La route parcourue par Jean Charest ne fut jamais morne. Il y eut d'abord les années d'opposition qui ressemblèrent parfois à une pénible traversée du désert. À cause de ce doute, la greffe avec une très large partie de l'électorat francophone ne prenait pas, au point que les électeurs qui se détournaient du Parti québécois optaient pour l'Action démocratique plutôt que pour le Parti libéral. Féroce batailleur, il réussit néanmoins à gagner l'élection de 2003. Une victoire qu'il ne méritait pas, dut-on conclure par la suite en constatant son degré d'impréparation à assumer le pouvoir.
Ce premier mandat fut une accumulation d'erreurs et de confrontations inutiles: modification de l'article 45 du Code du travail sur la sous-traitance, subventions aux écoles juives, construction de la centrale au gaz du Suroît, rétrocession au privé d'une partie du parc du mont Orford.

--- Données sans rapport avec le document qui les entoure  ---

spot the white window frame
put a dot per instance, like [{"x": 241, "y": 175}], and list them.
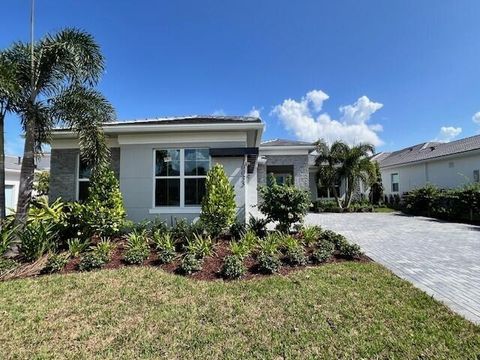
[
  {"x": 78, "y": 179},
  {"x": 182, "y": 208},
  {"x": 398, "y": 182}
]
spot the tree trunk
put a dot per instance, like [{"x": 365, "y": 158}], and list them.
[
  {"x": 3, "y": 211},
  {"x": 26, "y": 175}
]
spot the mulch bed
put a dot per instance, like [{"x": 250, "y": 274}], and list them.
[{"x": 211, "y": 265}]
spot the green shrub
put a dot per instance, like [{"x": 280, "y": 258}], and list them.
[
  {"x": 218, "y": 204},
  {"x": 349, "y": 250},
  {"x": 190, "y": 264},
  {"x": 237, "y": 230},
  {"x": 333, "y": 237},
  {"x": 104, "y": 249},
  {"x": 284, "y": 203},
  {"x": 91, "y": 261},
  {"x": 7, "y": 264},
  {"x": 165, "y": 246},
  {"x": 136, "y": 255},
  {"x": 258, "y": 226},
  {"x": 36, "y": 239},
  {"x": 181, "y": 231},
  {"x": 7, "y": 237},
  {"x": 269, "y": 263},
  {"x": 104, "y": 208},
  {"x": 137, "y": 248},
  {"x": 77, "y": 246},
  {"x": 201, "y": 246},
  {"x": 294, "y": 251},
  {"x": 55, "y": 263},
  {"x": 233, "y": 267},
  {"x": 310, "y": 234},
  {"x": 323, "y": 251}
]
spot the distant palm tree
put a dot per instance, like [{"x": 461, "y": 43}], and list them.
[
  {"x": 342, "y": 162},
  {"x": 56, "y": 88},
  {"x": 9, "y": 92}
]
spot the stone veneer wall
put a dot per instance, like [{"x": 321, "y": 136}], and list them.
[{"x": 63, "y": 172}]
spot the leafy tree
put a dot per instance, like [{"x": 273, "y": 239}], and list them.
[
  {"x": 218, "y": 204},
  {"x": 284, "y": 203},
  {"x": 340, "y": 161},
  {"x": 55, "y": 80}
]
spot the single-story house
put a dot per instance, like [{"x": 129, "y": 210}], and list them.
[
  {"x": 13, "y": 165},
  {"x": 162, "y": 163},
  {"x": 446, "y": 165}
]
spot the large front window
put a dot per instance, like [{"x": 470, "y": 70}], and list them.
[{"x": 180, "y": 176}]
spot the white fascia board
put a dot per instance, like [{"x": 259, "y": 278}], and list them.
[
  {"x": 148, "y": 128},
  {"x": 72, "y": 143},
  {"x": 182, "y": 137},
  {"x": 285, "y": 150},
  {"x": 438, "y": 158}
]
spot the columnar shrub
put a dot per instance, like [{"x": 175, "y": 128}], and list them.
[
  {"x": 268, "y": 257},
  {"x": 284, "y": 203},
  {"x": 104, "y": 210},
  {"x": 218, "y": 204},
  {"x": 137, "y": 248}
]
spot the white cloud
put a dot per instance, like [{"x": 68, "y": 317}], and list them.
[
  {"x": 254, "y": 112},
  {"x": 317, "y": 97},
  {"x": 476, "y": 118},
  {"x": 448, "y": 133},
  {"x": 305, "y": 120},
  {"x": 219, "y": 112}
]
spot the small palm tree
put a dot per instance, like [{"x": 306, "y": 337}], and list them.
[
  {"x": 329, "y": 160},
  {"x": 356, "y": 168},
  {"x": 9, "y": 92},
  {"x": 56, "y": 82},
  {"x": 342, "y": 162}
]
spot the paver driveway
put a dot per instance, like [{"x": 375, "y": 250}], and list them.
[{"x": 443, "y": 259}]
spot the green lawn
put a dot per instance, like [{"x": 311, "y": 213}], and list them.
[{"x": 347, "y": 310}]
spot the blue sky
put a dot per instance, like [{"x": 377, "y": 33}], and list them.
[{"x": 390, "y": 72}]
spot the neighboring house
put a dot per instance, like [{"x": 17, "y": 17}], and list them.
[
  {"x": 446, "y": 165},
  {"x": 162, "y": 163},
  {"x": 13, "y": 165}
]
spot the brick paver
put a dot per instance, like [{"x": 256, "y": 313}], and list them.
[{"x": 442, "y": 259}]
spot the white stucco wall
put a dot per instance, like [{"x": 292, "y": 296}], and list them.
[
  {"x": 137, "y": 181},
  {"x": 12, "y": 182},
  {"x": 447, "y": 172}
]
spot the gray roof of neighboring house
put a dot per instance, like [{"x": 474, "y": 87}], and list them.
[
  {"x": 194, "y": 119},
  {"x": 430, "y": 150},
  {"x": 15, "y": 162},
  {"x": 285, "y": 142}
]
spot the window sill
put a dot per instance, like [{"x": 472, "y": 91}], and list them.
[{"x": 176, "y": 210}]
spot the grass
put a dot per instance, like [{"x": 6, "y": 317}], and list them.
[
  {"x": 385, "y": 209},
  {"x": 347, "y": 310}
]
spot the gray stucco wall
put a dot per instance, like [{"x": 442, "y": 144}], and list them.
[
  {"x": 300, "y": 168},
  {"x": 63, "y": 172}
]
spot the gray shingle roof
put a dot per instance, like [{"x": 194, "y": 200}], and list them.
[
  {"x": 430, "y": 150},
  {"x": 194, "y": 119},
  {"x": 285, "y": 142}
]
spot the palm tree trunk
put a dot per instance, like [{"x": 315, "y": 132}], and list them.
[
  {"x": 26, "y": 175},
  {"x": 3, "y": 211}
]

De reculs en reculs, cela conduisit à l'élection catastrophique de mars 2007 qui lui donna un gouvernement minoritaire.
Pour qui se souvient du Jean Charest de ce mois de mars 2007, c'est un politicien transformé à qui les habits de premier ministre vont bien que l'on voit désormais évoluer. Il dit aimer son métier, et cela se sent. Depuis quelques mois, les Québécois sont d'ailleurs davantage disposés à lui faire confiance personnellement. Dans le dernier sondage Léger Marketing-Le Devoir, il a rejoint (enfin!) Pauline Marois, comme meilleur premier ministre. Son parti distance le Parti québécois dans les intentions de vote.

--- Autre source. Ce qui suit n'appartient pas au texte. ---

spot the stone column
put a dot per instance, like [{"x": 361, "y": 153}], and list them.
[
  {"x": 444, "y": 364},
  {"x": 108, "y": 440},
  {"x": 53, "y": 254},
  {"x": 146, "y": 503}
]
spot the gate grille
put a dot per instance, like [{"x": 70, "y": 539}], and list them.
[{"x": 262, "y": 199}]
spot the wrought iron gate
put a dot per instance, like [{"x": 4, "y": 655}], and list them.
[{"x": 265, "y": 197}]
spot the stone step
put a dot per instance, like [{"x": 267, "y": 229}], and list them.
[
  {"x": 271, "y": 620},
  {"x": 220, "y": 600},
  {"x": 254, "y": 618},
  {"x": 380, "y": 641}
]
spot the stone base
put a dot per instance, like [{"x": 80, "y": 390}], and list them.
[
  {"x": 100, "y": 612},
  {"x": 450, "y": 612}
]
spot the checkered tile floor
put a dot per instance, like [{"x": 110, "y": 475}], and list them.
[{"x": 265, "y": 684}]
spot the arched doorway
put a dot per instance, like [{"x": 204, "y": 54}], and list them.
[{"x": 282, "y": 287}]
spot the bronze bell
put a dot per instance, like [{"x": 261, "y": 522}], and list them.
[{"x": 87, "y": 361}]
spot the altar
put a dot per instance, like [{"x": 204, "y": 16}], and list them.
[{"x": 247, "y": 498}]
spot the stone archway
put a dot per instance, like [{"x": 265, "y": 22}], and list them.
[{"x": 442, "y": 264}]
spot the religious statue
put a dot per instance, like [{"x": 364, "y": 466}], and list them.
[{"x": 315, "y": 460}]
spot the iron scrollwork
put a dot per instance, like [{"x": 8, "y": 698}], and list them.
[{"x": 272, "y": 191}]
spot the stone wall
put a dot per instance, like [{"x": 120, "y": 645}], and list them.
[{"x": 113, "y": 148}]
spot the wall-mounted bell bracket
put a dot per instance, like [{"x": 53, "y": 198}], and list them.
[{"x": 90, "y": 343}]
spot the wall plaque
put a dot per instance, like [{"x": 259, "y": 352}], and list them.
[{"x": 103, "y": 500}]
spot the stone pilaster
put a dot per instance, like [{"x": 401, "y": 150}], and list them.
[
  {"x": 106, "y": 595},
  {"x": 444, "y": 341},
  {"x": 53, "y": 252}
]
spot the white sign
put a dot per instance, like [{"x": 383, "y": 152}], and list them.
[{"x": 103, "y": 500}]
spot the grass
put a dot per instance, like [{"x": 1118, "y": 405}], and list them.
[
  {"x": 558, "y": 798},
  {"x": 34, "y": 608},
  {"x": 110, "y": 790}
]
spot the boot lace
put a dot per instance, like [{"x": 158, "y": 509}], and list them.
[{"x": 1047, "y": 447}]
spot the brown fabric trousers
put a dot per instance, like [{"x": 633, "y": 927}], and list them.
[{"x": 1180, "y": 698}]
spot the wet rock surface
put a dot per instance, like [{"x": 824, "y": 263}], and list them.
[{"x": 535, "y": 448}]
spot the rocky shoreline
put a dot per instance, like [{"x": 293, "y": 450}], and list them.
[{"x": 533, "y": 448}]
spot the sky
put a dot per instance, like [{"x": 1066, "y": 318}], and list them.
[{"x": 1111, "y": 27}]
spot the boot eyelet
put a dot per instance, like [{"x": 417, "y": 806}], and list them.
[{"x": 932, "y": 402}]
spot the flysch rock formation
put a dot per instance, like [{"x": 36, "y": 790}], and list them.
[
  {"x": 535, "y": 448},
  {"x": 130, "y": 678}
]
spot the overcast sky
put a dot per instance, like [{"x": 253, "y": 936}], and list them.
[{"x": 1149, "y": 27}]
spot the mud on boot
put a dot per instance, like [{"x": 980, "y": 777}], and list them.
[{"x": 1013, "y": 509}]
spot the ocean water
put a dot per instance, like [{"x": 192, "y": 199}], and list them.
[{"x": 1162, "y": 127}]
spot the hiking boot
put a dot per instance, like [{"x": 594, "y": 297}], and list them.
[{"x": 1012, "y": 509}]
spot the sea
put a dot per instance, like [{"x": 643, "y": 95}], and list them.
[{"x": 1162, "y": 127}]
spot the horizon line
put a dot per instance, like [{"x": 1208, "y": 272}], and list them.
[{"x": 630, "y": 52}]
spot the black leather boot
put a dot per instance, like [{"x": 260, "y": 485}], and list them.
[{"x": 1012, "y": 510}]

Le succès actuel de Jean Charest pourrait être vu comme la résultante de la faiblesse de l'Action démocratique. Cela est vrai, mais en partie seulement. Le parcours du premier ministre est sans faute, ou presque, depuis ces derniers mois. Il ne peut faire d'erreurs parce qu'il ne prend pas de décision, ironisent ses adversaires en rappelant tous les rapports des multiples commissions d'enquête «tablettés» aussitôt reçus. C'est là une mauvaise perception. En mettant de côté les rapports Castonguay et Montmarquette, il a fait des choix. Il a décidé de ne pas accentuer davantage le virage vers le privé en santé et vers l'augmentation des tarifs que plusieurs le pressaient de faire.
Premier ministre d'un gouvernement minoritaire, Jean Charest s'est transformé en politicien de centre. Oublié le politicien de droite qu'il fut à une autre époque. Il est économe de décisions et de projets, ce qui semble apprécié des électeurs, mais il est cependant difficile de mesurer la profondeur de ses nouvelles convictions. Premier ministre d'un gouvernement majoritaire, aurait-il accordé le même traitement aux rapports Castonguay et Montmarquette? Son programme inclinerait-il alors au centre droite si la liberté lui était donnée de le faire? Probablement est-ce parce qu'ils se posent ces questions que les Québécois se gardent une petite gêne avant de lui accorder un appui sans réserves. Ils ont encore besoin d'être rassurés.